Under the Trump administration, we can expect expanded support for oil, gas, and coal industries, including fewer regulatory restrictions and incentives to increase domestic production. This support may involve re-approving pipeline projects like Keystone XL and Dakota Access, which had been halted or restricted under Biden’s administration. The Trump administration is also likely to reverse federal land restrictions for drilling, which would open up new opportunities for fossil fuel extraction, particularly in states with abundant natural resources, such as Texas, North Dakota, and Wyoming. These policies are intended to reduce energy costs domestically and strengthen the U.S. energy supply chain, potentially benefiting states that rely heavily on fossil fuel revenues.

Renewable energy sectors, including wind, solar, and electric vehicles (EVs), may face new challenges under the Trump administration. Federal incentives and subsidies, such as the Production Tax Credit (PTC) for wind energy and the Investment Tax Credit (ITC) for solar projects, were expanded under Biden but may face reductions or removal in the coming years.
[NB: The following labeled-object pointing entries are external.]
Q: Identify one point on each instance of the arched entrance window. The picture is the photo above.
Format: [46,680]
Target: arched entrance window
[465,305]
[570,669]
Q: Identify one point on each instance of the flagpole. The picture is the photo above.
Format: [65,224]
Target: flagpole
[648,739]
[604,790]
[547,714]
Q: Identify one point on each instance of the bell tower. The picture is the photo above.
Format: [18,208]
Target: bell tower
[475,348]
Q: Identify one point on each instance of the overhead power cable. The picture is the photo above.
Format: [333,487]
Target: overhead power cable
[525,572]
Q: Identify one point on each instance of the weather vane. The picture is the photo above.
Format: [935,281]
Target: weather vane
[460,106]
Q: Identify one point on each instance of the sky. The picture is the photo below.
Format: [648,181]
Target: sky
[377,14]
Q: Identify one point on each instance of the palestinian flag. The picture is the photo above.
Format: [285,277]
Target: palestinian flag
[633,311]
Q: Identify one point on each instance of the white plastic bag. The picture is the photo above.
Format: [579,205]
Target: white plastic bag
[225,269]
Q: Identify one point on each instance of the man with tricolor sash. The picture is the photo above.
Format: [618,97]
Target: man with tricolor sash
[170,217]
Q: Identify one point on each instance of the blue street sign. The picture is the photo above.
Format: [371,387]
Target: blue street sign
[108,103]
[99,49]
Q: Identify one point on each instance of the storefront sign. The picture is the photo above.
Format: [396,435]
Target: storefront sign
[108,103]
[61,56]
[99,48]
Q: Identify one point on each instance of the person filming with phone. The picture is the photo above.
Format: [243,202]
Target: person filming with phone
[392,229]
Trump’s administration is also likely to review large-scale renewable projects, particularly offshore wind projects along the East Coast, which have received federal backing. These changes could slow the growth of renewable industries and make it harder for the U.S. to compete with international leaders in clean energy technology, particularly China and the EU.

The Biden administration prioritized climate resilience projects, including coastal protections, wildfire management, and flood prevention. Trump’s administration may shift these efforts toward traditional infrastructure, such as roads, bridges, and energy pipelines, rather than climate-focused initiatives. Projects aimed at mitigating climate impacts, such as sea walls or upgrading public infrastructure to withstand extreme weather, could lose funding. This shift could impact states with vulnerable coastlines and high wildfire risks, such as Florida, Louisiana, and California.

Trump’s previous withdrawal from the Paris Agreement signaled a shift away from international climate commitments. A second Trump administration is expected to further distance itself from international climate goals, potentially withdrawing U.S. support for global initiatives aimed at reducing carbon emissions. This isolationist stance may lead to trade implications, as other nations, particularly in the EU, consider carbon border taxes on imports from countries with less stringent environmental standards. Industries heavily reliant on exports, such as steel, aluminum, and agriculture, could be impacted if trading partners impose climate-related tariffs or penalties.

Conclusion

Overall, 2025 is shaping up to be a year of steady, moderate growth for the U.S. economy, though risks and uncertainties remain. The labor market's resilience, particularly in blue-collar sectors, alongside expected rate cuts from the Fed, is anticipated to fuel consumption and support investment. The tech sector’s adoption of AI and automation will likely enhance productivity, though the impacts on jobs remain uncertain. With the presidential election introducing fiscal and regulatory uncertainty, both domestic and international policies could shift significantly depending on the outcome. While forecasting always involves unpredictability, current trends suggest that the U.S. economy will experience measured growth and stability in the coming year.